Editorial ‘Finding the Time to Listen’ published by JAMA Internal Medicine
UMass Medical School geriatrics expert Jennifer Tjia, MD, MSCE, interspersed personal reflection with scholarly analysis in a JAMA Internal Medicine editorial on a study that found telephone support for caretakers of family members with dementia can improve quality of life for patients and caregivers.
“Having a telephone-based intervention where the family gets a call once a month really helps a caregiver out,” said Dr. Tjia, associate professor of population & quantitative health sciences. “They don’t feel as stressed out, they aren’t as lonely. What’s remarkable is they help keep patients out of the emergency room as well.”
Tjia notes that such an intervention could have helped her own family as her father succumbed to dementia.

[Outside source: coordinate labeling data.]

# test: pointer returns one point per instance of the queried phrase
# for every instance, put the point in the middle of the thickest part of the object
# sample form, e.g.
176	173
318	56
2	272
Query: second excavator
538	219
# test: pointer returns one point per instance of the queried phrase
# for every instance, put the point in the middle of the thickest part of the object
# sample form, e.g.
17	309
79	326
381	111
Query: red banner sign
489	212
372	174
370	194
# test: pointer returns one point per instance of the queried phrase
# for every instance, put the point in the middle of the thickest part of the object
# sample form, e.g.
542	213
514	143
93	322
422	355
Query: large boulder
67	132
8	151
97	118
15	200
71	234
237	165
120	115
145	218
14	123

“I mostly experienced this odyssey remotely through the stories my mom shared on the telephone,” Tjia wrote. “Through these conversations I realized how a skilled care team navigator could have allowed her to express frustration and fear while helping her to remain resilient.”
Tjia’s editorial accompanied publication of the randomized clinical trial in which care team navigators who are trained and supervised by a dementia specialist nurse, social worker and pharmacist call caregivers about once a month. Dementia patients in the program had better quality of life and fewer emergency room visits and their caregivers had a lower risk of depression compared to a control group that received only usual care.
“Listening is healing,” Tjia wrote. “Caregivers need someone who can empathically listen to their dilemmas, frustrations, and stories about their loved one, who is slipping away. Second, the telephone can be an effective lifeline. Even one call per month, the baseline frequency of calls by care team navigators, seemed to make a difference to caregivers.”